# Ngô Quốc Anh

## July 24, 2021

### A contraction type argument

Filed under: Uncategorized — Ngô Quốc Anh @ 10:47

Let $f : [0,1] \to [0, +\infty)$ be a function. First, we have the following trivial result:

Observation. If a non-negative funtion $f$ satisfies the following inequality

$\displaystyle f(x) \leq \frac 12 f(x)$

for all $0 \leq x \leq 1$, then we must have $\displaystyle f \equiv 0$ in $[0,1]$.

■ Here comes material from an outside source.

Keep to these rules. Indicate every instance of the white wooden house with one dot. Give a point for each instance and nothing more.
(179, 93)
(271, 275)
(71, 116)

The proof of the above observation depends on the non-negativity of $f$. It is worth noting that we do not require the continuity of $f$. Here in this post, we are interested in the following

Main result. If the non-negative, continuous function $f$ satisfies $f=o(1)$ near zero and

$\displaystyle f(x) \leq \frac 12 \sup_{0 \leq y \leq x} f(y)$

for all $0 \leq x \leq 1$, then there exists some $\delta >0$ in such a way that $\displaystyle f \equiv 0$ in $[0,\delta]$.

The above result, in a special setting, appears in a recent work of Hyder and Sire. (See this if you cannot access the content.) Now we discuss a proof of the above main result, original due to one of my young colleagues.

PROOF OF THE MAIN RESULT

Fix a number $x_0 \in (0,1]$ in such a way that $f(x_0) > 0$. In there is no such an $x_0$, then we must have $f \equiv 0$., hence there is nothing to prove. Otherwise, we recursively define a sequence $(x_k)_{k=0}^\infty$ as follows

$\displaystyle x_{k+1} = \inf \Big\{ y \in [0,x_k] : f(y) \geq f(x_k) \Big\}$

for $k\geq 0$. It is worth noting that in the above definition, the set of possible $y$ is not empty because at least $x_k$ belongs to this set. Now by the definition, we easily see that the sequence $(x_k)_k$ is non-negative and non-increasing. Hence there exists

$\displaystyle x_\infty = \lim_{k \nearrow \infty} x_k$

with $x_\infty \in [0, x_0]$. There are two possibilities:

Case 1. Suppose that $x_\infty = 0$. In this case, we first have $x_k \searrow 0$ and then we have

$f(x_{k+1}) \geq f(x_k) \geq \cdots \geq f(x_0) > 0$

for all $k$. Now taking the limit as $k \nearrow \infty$ we easily get a contradiction because $f(x_k) = o(1)$ as $k \nearrow \infty$.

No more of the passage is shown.